Likely I have 10 or 20 minutes on this Saturday morning by the gas-lit fire, on an overcase January morning, before the door leading to the garage bursts open and my grandson hits the hardwood floor and begins his enthusiastic and nervous jumping (oh, here he comes now....). There goes quietude and focus on the pain running down my leg, and enter joy and chaos as his innocence is celebrated.
On distraction, it is still mostly the order of my days.... a world of deadlines and extreme focus and productivity in the creation of future vials of clear liquid, delivering life-saving drugs, and this year, a vaccine for this special virus which has upset the known world. My Saturdays are my solitude, when I distill my nightly diversions (reading in bed) into digestable summaries to tuck away in slender volumes before delivery to my basement study, the holders of my mysteries.
Kingsolver I read back to back, the Poisonwood, now this, and it turned out to be a fine decision. Many years betwixt these widely divergent missives – the one grand and sweeping and voluminous – and this one tight, spare and of pure essense. She reminds me that poetry is delightful, if we take the care to tune our ear, and so personal. I feel I know this lady, whom I’ll never meet of course, through her work. And it is a relationship worth having, her talent is refined but, mostly, her spirit is seeking and pure. We have some kinship, both spending time in the blue grass of Kentucky and both arising from severely traumatizing religious training (me thinks). I doubt either of us regret it, since emergence from the dark cellar early in life makes the whole world a wonder today. Freedom is always relished, the dark past never that far behind.

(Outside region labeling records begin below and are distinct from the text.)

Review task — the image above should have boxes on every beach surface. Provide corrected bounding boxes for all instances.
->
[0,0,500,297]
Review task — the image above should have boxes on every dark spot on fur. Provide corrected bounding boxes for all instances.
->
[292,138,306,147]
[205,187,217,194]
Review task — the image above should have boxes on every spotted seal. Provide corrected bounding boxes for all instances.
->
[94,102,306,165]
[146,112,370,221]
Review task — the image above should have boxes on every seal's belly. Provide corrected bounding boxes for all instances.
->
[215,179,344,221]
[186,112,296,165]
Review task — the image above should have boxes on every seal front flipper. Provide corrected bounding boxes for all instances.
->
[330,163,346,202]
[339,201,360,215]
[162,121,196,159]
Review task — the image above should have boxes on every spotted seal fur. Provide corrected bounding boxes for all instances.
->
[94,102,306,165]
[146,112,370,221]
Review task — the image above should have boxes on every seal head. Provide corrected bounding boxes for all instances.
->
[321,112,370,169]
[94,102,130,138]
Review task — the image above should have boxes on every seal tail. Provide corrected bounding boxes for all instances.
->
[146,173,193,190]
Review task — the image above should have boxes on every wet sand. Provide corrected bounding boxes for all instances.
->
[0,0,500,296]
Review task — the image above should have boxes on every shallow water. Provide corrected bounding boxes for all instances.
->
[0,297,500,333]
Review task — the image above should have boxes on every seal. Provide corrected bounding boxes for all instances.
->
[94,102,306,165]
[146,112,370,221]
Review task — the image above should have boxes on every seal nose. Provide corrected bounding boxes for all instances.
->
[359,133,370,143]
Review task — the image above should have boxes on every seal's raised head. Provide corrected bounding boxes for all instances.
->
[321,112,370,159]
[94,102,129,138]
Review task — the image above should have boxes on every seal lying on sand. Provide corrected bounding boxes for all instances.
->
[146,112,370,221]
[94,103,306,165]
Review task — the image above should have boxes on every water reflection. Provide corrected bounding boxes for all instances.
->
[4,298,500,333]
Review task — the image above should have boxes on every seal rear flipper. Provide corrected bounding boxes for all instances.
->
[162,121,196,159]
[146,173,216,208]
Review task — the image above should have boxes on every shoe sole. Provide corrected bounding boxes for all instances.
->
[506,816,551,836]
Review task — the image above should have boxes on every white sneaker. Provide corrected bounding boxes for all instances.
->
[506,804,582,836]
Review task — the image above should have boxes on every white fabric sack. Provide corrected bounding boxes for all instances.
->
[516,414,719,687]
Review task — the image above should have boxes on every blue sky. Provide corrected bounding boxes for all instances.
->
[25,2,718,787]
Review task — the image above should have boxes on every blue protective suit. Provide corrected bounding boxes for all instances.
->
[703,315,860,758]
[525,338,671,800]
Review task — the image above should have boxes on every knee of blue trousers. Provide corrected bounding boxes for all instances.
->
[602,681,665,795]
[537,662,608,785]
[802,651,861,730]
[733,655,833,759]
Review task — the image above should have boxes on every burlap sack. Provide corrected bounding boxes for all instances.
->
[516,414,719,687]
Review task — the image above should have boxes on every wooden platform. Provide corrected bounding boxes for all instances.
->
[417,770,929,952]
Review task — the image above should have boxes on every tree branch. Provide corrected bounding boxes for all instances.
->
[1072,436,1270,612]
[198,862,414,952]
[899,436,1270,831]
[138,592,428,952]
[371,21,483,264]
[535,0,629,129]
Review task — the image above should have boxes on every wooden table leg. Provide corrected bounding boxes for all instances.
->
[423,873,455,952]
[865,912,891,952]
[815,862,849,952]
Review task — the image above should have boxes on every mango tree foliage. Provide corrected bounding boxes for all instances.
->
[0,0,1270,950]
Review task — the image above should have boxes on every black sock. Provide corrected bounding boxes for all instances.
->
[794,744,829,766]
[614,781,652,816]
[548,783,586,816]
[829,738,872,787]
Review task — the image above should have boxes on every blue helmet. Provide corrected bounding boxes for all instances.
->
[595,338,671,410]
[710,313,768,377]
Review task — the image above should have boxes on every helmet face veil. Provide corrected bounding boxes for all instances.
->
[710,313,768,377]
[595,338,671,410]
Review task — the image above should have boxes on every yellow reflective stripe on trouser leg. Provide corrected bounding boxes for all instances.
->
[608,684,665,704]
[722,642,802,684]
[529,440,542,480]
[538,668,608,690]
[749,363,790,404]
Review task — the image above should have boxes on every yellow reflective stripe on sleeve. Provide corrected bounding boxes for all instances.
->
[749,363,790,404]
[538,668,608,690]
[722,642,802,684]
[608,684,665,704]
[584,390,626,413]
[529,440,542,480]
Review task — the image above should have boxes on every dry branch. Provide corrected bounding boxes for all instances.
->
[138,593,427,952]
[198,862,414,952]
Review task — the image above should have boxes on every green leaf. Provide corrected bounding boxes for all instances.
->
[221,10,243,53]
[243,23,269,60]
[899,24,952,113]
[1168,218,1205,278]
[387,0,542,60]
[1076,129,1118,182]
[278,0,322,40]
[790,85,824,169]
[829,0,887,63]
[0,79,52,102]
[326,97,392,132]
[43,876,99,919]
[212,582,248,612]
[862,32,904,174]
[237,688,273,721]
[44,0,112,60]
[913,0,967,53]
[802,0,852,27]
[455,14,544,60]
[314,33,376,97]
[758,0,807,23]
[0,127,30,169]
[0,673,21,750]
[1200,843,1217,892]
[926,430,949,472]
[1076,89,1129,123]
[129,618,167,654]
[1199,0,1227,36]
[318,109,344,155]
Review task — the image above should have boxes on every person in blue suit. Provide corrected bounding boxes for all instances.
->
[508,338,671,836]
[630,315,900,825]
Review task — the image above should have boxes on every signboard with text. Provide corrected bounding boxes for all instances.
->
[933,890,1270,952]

I’m not going to quote the 3 sections I marked with pencil, as is my cumbersome wont, but I will say that this slim volume of poetry enriched me and whetted my appetite for poetry (again), and not only the crude ravings of that sad misnthrope (Henry Chinaski) who can be read with pleasure in altered states. Kingsolver goes deep, gets microscopic and then, intergalactic, within a sentence or two. She connects we humans together, reminds us of what matters, and interlaced our dominion with the natural world of plants, animals and the weather than randomly swarms our globe. Now I place my beautifully autographed volume away, and return to the hot mess of chaos on our news, as our democracy absorbs the slings and arrows of human hubris and re-sorts itself in un-imaginable and un-original ways of nature. Must it be broken now that it has evolved to an unhealthy state? I hope not, I want to return to my yard and loved ones, and celebrate those lives. As the author just taught me.